Sobbalzai, spaventata, sentendomi un'idiota totale. Il che si sostituì presto a scocciatura.

«Tu chi sei, scusa?» domandai, irritata.

La ragazza, o "l'intrusa", se vogliamo, sembrava di qualche anno più grande di me. Si poteva dire che suo abbigliamento, completamente nero, lasciava molto all'immaginazione, ma considerando quanto fosse attillato ne lasciava al contempo molto poco. Le calzature erano stivali borchiati con una vertiginosa zeppa. I capelli erano scuri e ricci, tanto lunghi da superare abbondantemente metà coscia. Forse da lisci si sarebbero quasi avvicinati alla caviglia.

Gli occhi nocciola erano pesantemente truccati. L'unica nota di colore, in tutto ciò, era il rosso acceso del suo rossetto che faceva risaltare i denti bianchi e luminosi.

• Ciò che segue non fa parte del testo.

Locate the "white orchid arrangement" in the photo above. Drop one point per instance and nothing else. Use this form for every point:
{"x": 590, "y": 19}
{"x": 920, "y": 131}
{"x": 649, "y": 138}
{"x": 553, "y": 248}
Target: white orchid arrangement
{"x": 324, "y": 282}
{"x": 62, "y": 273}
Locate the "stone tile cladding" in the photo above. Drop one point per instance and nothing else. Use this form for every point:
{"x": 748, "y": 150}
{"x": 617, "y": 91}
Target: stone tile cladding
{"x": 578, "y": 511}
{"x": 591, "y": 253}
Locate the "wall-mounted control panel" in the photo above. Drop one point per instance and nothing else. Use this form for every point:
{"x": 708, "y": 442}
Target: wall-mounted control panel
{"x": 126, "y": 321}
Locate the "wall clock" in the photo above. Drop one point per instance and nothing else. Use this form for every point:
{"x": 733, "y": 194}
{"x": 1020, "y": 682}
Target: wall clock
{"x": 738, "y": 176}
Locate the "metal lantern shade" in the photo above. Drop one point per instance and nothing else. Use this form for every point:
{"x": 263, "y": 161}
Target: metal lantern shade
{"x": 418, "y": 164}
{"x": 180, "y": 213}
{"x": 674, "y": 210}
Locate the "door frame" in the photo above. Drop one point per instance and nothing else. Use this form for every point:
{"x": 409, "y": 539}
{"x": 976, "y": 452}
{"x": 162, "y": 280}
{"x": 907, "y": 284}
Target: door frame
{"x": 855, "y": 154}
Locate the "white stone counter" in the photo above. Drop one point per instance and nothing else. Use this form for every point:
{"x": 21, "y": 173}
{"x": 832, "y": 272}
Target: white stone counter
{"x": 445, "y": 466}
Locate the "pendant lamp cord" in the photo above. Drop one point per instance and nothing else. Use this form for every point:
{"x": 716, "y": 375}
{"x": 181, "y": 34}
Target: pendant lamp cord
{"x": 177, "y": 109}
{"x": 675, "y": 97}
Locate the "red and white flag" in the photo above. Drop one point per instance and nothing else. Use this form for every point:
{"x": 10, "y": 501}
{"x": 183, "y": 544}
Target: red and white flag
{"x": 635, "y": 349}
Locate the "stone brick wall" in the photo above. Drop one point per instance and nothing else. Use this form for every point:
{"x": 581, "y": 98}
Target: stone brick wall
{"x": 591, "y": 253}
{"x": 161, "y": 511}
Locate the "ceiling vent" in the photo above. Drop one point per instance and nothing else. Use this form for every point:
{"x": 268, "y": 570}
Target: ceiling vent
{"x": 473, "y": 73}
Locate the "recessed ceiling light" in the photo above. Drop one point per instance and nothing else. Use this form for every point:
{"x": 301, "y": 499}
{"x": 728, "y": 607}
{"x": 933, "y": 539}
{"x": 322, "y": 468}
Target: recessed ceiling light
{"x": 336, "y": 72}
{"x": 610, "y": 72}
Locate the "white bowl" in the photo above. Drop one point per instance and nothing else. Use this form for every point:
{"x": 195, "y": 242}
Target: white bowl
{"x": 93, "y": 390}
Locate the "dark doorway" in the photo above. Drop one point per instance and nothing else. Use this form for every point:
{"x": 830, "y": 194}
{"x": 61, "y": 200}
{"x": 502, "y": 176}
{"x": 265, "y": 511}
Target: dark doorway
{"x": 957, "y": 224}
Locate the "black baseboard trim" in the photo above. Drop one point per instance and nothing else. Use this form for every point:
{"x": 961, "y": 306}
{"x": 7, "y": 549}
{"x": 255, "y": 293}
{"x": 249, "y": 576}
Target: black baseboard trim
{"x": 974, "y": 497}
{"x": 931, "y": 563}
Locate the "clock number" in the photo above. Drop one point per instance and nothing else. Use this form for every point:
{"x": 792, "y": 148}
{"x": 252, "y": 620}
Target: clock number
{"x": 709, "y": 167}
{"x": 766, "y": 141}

Si guardava attorno quasi con disgusto. Doveva essere entrata poco prima, resa praticamente invisibile e inudibile dal volume della musica.

Chi era? Una sconosciuta cugina di ottantaquattresimo grado, e a quanto pare molto invadente, venuta dall'altra parte dell'Universo? In tal caso, doveva essere tornata anche mia madre, portando con sé sgradevoli ospiti a sorpresa. "Sgradevoli", almeno, dal mio perfettamente comprensibile punto di vista, in questo caso.

«La tua Fata Madrina, tesoro» rispose, con altrettanto ribrezzo, degnandomi finalmente d'uno sguardo.

«Scusami?» volli accertarmi, con un acido retrogusto della voce.